Pain, wherever it is in your body, can be, well, a real pain! Here, Gemma Hurditch, naturopath and lecturer at the College of Naturopathic Medicine, shares helpful lifestyle tips on how to reduce pain in your body.
Pain can come from a variety of sources: toothache, headache or migraine, joint issues and gastrointestinal discomfort to name a few.
Getting to the root cause, be it food intolerances, structural issues or some other imbalance, is always the best option in securing long-term relief.
If you have a headache due to dehydration, a painkiller might get rid of it for a while, but you are still dehydrated and the headache will return unless you address the issue, which is that you need more water!
Another thing to consider: inflammation is always a factor, so addressing inflammation will have a beneficial effect on any type of pain, whilst you work to determine the root causes.
Beat pain with anti-inflammatory foods
Some people may react to foods normally associated with good health. Common allergenic foods include citrus, eggs, particularly egg white, pasteurised dairy, onions, garlic, soya, gluten grains and nightshades, such as tomatoes, potatoes and aubergines.
Try eliminating these foods for a week before gradually adding them back into your diet, one at a time; note your symptoms after the introduction of each food.
Food to help you
The Mediterranean diet is a great place to start with anti-inflammatory eating, focusing on plant foods, oily fish, nuts and seeds (pre-soaked), legumes (pre-soaked or fermented) and extra virgin olive oil. Limit red meat to once/twice per week. Avoid all refined sugars and white flours.
Food production and processing can produce inflammatory results so opt for minimally travelled/processed options.

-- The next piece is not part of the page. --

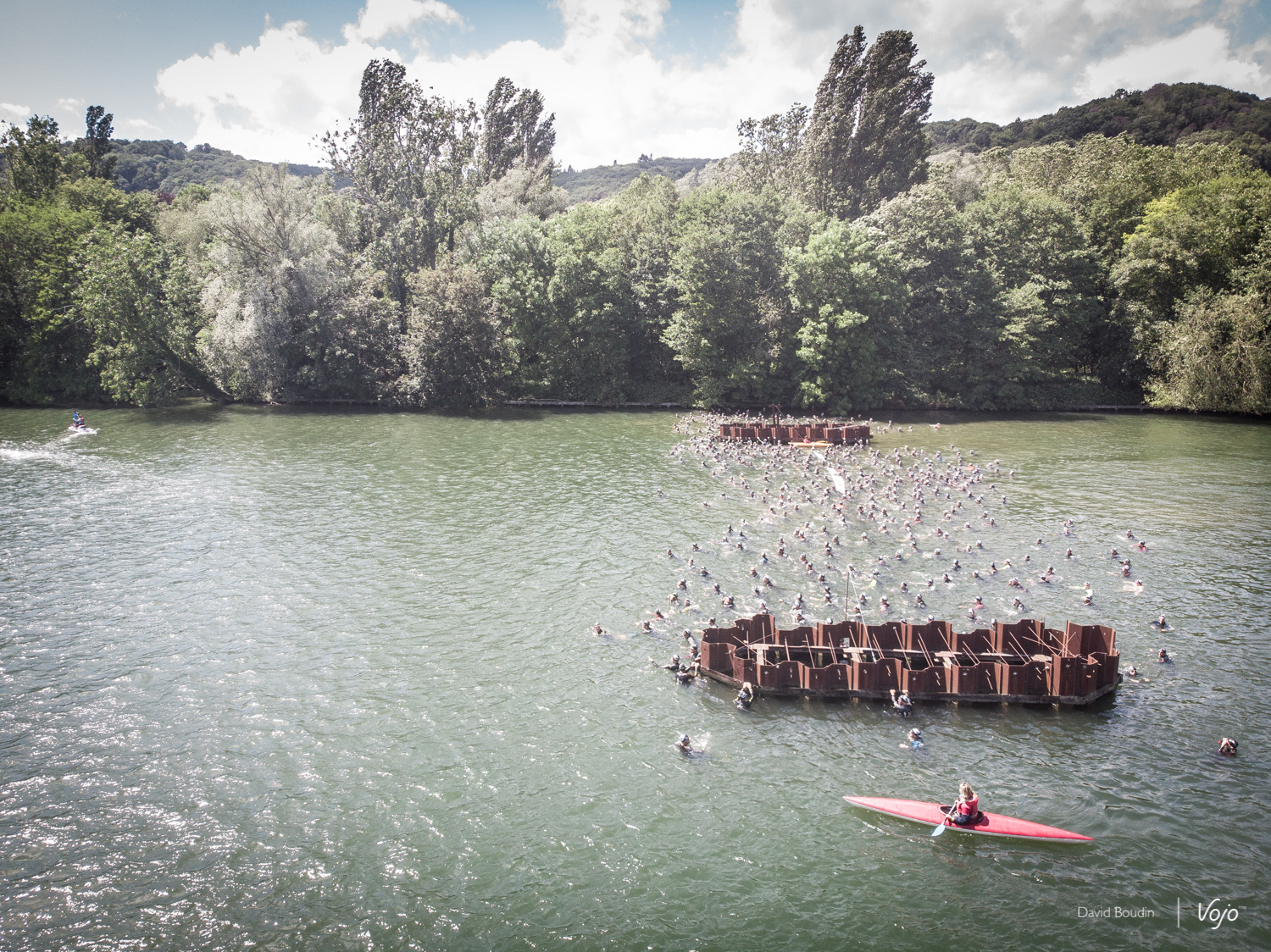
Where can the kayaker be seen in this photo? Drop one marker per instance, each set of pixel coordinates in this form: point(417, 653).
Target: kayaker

For example, choose wholegrain and brown grains, and foods that are local, freshly picked, in season, organic, etc.
Water-based cooking methods are also healthiest, including sautéing, steaming, poaching.
Pain can be caused by environmental factors
Also address mental/emotional and environmental factors as causes for physical pain. For example, feelings can produce chemicals that are inflammatory to the body.
Certain environmental conditions can too: EMF emissions, air/light/noise pollution, moulds, household chemicals. It’s important to understand that pain is the body’s warning that all is not well and you might need professional health support.